La VP: Avec le vote du 27 septembre dernier, va-t-on vers un assainissement de l’Assurance Invalidité (AI)?

Gisèle Ory: C’est une bonne chose que le peuple suisse ait accepté, mais pour «assainir» véritablement l’AI, il aurait fallu relever le taux de TVA de 0,8% plutôt que de 0,4%! L’arrêté fédéral soumis au vote visait donc surtout à offrir un ballon d’oxygène à l’AI.

Peut-on dire que la cinquième révision, comme la sixième qui est en cours, ont pour objectif de recentrer l’AI sur sa mission première, à savoir la réinsertion professionnelle?

On a surtout placé la barre plus haut pour y accéder, par des critères toujours plus stricts. L’AI verse moins de rentes. On croit ainsi avoir résolu le problème. Mais en réalité on est en train de l’accroître, puisqu’on sait qu’il se reporte en grande partie sur l’aide sociale des cantons.

La 5e révision de l’AI, c’était donc surtout un durcissement?

Cette révision a même constitué la première diminution d’une assurance sociale de notre histoire. Son seul point positif a été la mise en place des mesures de détection précoce, grâce auxquelles on ébauche des solutions de reformation et de replacement beaucoup plus tôt qu’avant.

En 15 ans, les maladies psychiques ont décuplé dans notre pays. Le durcissement de l’AI relève-t-il du refus de considérer ces nouveaux handicaps comme des maladies à part entière?

Avec 40% des rentes destinées au malades psychiques, c’est toute la perception de l’invalide qui est bousculée. On comprend qu’un tétraplégique ne puisse pas travailler, mais on a de la peine à accepter qu’une personne en bonne forme physique soit à l’AI. Alors que cette personne souffre, par exemple, d’un trouble bipolaire qui l’envoie régulièrement en clinique psychiatrique. En 2003, l’UDC a révélé la frustration larvée d’une partie de la population à travers sa campagne «Scheininvaliden» – les faux invalides. Entretemps, heureusement, des efforts d’information ont permis de faire comprendre que les troubles psychiques sont des maladies comme les autres. Il n’empêche que des dizaines de dénonciations de «profiteurs» sont arrivées sur le bureau de l’AI.

D’où vient cette fragilité psychique nouvelle?

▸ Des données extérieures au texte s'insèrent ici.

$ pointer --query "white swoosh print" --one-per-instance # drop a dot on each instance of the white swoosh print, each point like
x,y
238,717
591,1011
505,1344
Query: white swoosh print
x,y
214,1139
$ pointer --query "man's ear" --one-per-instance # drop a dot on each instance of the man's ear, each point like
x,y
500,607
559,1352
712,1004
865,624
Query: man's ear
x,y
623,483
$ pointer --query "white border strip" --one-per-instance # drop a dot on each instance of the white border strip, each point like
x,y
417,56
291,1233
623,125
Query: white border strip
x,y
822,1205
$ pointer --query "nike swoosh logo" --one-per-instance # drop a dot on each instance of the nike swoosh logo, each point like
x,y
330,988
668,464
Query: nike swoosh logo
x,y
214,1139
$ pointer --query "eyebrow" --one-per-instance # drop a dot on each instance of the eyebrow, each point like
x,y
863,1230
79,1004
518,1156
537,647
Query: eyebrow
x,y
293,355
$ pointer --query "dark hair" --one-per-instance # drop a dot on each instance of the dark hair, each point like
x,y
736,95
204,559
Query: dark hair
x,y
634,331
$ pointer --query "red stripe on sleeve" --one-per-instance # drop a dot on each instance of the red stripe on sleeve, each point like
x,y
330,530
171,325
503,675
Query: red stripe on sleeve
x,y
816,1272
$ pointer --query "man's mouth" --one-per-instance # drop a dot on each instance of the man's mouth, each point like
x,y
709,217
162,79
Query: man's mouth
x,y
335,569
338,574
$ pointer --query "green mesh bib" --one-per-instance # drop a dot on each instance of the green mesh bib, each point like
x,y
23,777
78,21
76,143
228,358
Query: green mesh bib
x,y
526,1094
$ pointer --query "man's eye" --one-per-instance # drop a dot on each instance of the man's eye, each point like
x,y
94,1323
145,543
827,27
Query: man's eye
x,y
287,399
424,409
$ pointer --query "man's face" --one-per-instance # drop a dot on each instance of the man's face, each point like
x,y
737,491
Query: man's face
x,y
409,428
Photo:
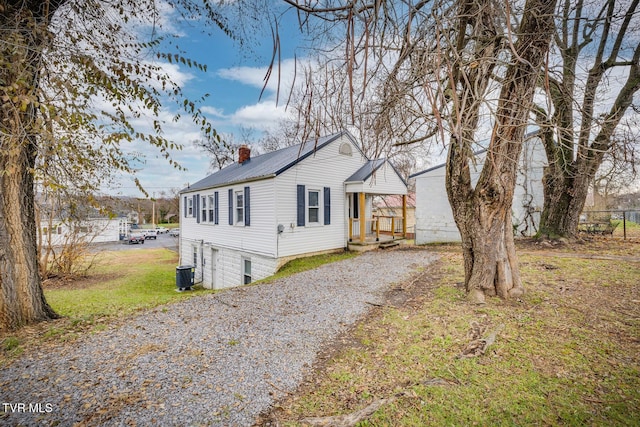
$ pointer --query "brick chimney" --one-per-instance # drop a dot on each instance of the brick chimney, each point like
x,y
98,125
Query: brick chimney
x,y
244,153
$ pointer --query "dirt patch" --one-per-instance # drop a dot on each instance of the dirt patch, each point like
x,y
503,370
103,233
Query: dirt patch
x,y
578,326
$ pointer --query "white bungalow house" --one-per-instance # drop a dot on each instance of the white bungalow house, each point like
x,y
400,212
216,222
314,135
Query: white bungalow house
x,y
434,218
245,221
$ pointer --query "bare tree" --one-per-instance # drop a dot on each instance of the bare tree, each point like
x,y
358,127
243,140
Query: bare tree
x,y
460,67
601,36
74,76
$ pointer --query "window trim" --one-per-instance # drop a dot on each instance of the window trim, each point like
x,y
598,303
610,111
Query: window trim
x,y
316,207
203,208
210,209
238,208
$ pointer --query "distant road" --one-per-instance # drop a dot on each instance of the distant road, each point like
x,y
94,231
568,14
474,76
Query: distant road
x,y
163,241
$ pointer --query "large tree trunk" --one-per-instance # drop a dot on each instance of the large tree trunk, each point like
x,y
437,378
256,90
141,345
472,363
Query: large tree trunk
x,y
21,297
483,213
574,161
564,197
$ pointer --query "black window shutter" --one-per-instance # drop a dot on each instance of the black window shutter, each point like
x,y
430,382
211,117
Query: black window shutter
x,y
215,208
247,207
196,207
301,204
327,206
230,206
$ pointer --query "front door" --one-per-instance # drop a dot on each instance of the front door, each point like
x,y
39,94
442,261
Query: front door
x,y
354,205
214,265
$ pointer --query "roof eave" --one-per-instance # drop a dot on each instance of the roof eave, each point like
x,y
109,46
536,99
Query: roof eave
x,y
228,184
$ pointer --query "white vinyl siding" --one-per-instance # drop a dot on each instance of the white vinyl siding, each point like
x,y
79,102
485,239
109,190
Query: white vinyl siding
x,y
258,238
312,174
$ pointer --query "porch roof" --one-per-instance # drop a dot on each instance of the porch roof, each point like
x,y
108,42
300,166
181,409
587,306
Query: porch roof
x,y
376,177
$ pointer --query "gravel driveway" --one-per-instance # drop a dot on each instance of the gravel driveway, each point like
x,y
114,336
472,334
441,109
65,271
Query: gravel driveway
x,y
219,359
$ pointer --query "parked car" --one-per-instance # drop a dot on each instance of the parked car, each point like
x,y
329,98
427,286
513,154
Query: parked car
x,y
150,234
135,239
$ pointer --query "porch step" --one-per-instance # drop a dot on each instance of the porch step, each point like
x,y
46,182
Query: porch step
x,y
389,244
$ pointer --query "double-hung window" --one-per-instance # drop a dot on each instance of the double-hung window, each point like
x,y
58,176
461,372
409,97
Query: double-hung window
x,y
211,205
314,206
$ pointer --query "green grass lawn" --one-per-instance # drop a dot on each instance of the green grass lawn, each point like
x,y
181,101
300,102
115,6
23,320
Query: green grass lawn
x,y
122,282
566,354
119,284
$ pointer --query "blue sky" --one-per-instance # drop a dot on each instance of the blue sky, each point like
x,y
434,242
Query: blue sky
x,y
233,80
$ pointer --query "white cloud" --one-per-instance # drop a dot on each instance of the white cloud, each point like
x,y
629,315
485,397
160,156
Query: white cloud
x,y
262,116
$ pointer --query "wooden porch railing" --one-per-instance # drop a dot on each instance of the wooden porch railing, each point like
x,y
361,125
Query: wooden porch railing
x,y
387,225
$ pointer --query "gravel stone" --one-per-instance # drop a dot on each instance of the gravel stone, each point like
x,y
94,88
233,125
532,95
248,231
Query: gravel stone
x,y
216,360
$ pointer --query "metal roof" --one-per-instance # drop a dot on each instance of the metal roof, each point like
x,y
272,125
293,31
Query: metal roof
x,y
265,165
366,170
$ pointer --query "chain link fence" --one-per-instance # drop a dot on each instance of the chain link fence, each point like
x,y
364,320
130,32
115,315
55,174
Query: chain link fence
x,y
621,224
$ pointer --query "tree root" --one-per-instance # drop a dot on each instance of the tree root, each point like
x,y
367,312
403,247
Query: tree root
x,y
479,346
348,420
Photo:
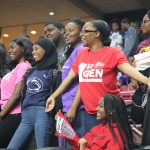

Il y a plusieurs hypothèses, qu’il faut encore vérifier. Il y a  l’augmentation de la pression au travail*. Certains voient dans la chute du mur de Berlin un événement déclencheur, qui marquerait le triomphe du néolibéralisme: une «obligation de productivité accrue» des entreprises dans un monde débarrassé de ses barrières. Une deuxième hypothèse repose sur le rapport nouveau entre l’être humain et «la chimie». Quels sont les effets des différents produits chimiques que nous avalons chaque jour bon gré, mal gré, additifs alimentaires, médicaments, produits de toutes sortes ? Peuvent-ils avoir un effet sur l’équilibre de notre cerveau ? Par exemple, on a pu mettre en évidence un risque accru de schizophrénie chez les fumeurs de cannabis.

La santé des pays modernes est devenu un vrai casse-tête…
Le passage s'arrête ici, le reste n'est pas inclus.